My morning ablutions were rudely interrupted, on Monday, by Stuart Rose, announcing on Radio 4 a dramatic new £200m eco-plan. I cut myself shaving as he reeled off some of the 100 exciting initiatives, including plans to go carbon neutral, use recycled plastic bottles to make all its polyester clothing, sell Fairtrade-only cotton T-shirts, power stores using food waste and introduce a new labelling scheme for air-freighted food. At no extra cost to the customer. This was not just an eco-plan, this was an M&S eco-plan, appearing to trump all the previous efforts of Tesco, Sainsbury's, Asda, Co-op et al.
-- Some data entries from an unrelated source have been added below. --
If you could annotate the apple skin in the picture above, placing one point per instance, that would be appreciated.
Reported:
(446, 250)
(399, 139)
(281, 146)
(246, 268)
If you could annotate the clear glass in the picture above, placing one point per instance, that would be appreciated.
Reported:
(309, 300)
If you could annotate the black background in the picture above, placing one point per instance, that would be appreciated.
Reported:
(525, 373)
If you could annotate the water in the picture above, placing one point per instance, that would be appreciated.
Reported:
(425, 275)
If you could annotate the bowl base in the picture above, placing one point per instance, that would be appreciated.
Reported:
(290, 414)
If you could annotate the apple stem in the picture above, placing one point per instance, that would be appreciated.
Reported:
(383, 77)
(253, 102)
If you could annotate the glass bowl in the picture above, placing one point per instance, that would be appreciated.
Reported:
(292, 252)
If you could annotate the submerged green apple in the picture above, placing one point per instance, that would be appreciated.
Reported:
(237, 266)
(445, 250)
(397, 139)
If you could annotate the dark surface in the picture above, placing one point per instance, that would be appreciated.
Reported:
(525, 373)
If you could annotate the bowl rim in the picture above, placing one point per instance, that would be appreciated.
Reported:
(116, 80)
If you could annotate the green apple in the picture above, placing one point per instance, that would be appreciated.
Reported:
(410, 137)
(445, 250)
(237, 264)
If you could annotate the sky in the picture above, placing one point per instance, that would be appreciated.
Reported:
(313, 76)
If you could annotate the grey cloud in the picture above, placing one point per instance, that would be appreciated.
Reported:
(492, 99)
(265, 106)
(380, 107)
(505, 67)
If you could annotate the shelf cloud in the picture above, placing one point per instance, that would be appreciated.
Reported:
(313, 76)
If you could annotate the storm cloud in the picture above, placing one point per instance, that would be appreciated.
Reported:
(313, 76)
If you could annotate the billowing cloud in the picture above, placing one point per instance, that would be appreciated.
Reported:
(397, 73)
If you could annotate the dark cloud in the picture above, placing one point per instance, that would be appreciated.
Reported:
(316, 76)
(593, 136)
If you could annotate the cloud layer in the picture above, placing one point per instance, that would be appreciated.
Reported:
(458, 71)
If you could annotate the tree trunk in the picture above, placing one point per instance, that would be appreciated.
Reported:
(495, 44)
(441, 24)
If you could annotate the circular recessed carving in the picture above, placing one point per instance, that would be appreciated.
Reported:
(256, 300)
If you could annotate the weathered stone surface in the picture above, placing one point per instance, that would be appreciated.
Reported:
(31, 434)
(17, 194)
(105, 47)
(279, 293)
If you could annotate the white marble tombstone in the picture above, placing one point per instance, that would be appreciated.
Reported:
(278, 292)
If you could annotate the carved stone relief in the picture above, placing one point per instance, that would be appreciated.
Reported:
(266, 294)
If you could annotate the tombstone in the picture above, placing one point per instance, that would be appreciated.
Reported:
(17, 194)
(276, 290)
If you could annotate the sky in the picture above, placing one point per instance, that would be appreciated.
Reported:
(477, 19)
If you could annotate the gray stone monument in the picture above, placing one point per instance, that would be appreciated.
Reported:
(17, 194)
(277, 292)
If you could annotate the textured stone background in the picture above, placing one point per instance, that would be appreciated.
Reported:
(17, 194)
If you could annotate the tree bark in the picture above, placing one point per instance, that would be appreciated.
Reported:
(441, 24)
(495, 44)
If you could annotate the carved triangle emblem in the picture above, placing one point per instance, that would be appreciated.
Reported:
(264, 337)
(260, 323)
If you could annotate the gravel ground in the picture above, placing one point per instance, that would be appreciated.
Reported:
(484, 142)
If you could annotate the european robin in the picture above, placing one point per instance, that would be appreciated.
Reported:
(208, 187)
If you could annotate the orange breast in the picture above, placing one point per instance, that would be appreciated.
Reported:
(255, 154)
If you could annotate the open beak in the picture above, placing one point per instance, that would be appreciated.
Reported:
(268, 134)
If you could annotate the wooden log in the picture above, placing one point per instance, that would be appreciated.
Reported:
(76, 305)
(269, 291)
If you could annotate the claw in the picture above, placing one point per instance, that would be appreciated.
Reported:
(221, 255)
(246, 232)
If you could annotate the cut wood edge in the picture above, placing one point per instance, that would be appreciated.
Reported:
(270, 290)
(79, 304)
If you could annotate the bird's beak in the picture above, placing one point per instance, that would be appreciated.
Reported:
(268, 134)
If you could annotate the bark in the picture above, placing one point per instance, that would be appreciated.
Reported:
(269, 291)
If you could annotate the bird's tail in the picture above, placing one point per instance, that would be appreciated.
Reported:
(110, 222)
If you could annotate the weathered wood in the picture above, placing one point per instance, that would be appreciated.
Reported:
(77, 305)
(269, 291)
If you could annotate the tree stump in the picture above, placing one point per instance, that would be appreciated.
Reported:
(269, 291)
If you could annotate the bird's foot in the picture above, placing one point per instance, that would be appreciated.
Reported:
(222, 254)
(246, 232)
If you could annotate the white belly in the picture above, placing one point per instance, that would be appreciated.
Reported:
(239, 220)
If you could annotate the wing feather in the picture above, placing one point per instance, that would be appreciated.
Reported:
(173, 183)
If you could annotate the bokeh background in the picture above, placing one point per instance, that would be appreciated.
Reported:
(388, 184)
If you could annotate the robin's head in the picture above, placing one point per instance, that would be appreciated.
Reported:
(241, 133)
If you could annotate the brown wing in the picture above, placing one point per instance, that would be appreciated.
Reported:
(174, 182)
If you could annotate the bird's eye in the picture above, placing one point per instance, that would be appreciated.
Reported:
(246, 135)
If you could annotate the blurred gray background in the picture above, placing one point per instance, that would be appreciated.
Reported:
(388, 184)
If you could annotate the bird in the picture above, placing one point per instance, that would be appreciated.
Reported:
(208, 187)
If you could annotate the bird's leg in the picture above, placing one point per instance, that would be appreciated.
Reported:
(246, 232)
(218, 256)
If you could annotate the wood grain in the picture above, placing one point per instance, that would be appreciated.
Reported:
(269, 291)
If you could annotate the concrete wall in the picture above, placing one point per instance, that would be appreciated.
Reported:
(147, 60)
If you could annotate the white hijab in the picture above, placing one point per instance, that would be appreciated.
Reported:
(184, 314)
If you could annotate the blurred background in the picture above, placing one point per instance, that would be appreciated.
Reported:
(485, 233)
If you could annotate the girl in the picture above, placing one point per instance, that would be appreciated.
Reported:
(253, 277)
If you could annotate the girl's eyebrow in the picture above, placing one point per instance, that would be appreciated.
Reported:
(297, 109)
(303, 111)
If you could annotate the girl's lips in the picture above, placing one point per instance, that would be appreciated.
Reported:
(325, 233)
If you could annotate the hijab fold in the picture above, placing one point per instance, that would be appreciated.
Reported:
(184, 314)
Then, as The Grocer was going to press, news emerged of an even more ambitious plan, by Tesco, costing at least £500m - in addition to the £100m already earmarked by the multiple through its Sustainable Technology Fund in August last year. The sheer scale and breadth of its remit, including carbon footprint labelling of every own-label product it sells, a reduction in energy emissions from new stores by 50% by 2020, and many more (see p28) was designed not just to pee on M&S's ecological fireworks, but, in its timing, appeared also to be designed to take the wind out of the sails of Asda's announcement in early February of commendable efforts to drive through
industry-wide measures to combat global warning.
There's no question: Tesco sees the environment not just as a moral obligation but a competitive advantage, and regrettably, I think that's right. You've got to wonder how realistic it is for Asda and Sainsbury's to share distribution centres. What might the Competition Commission say about such collusion, even if it has the best of intentions? Once again, Tesco has raised the bar. It's in competition to catch up that the planet will ultimately benefit.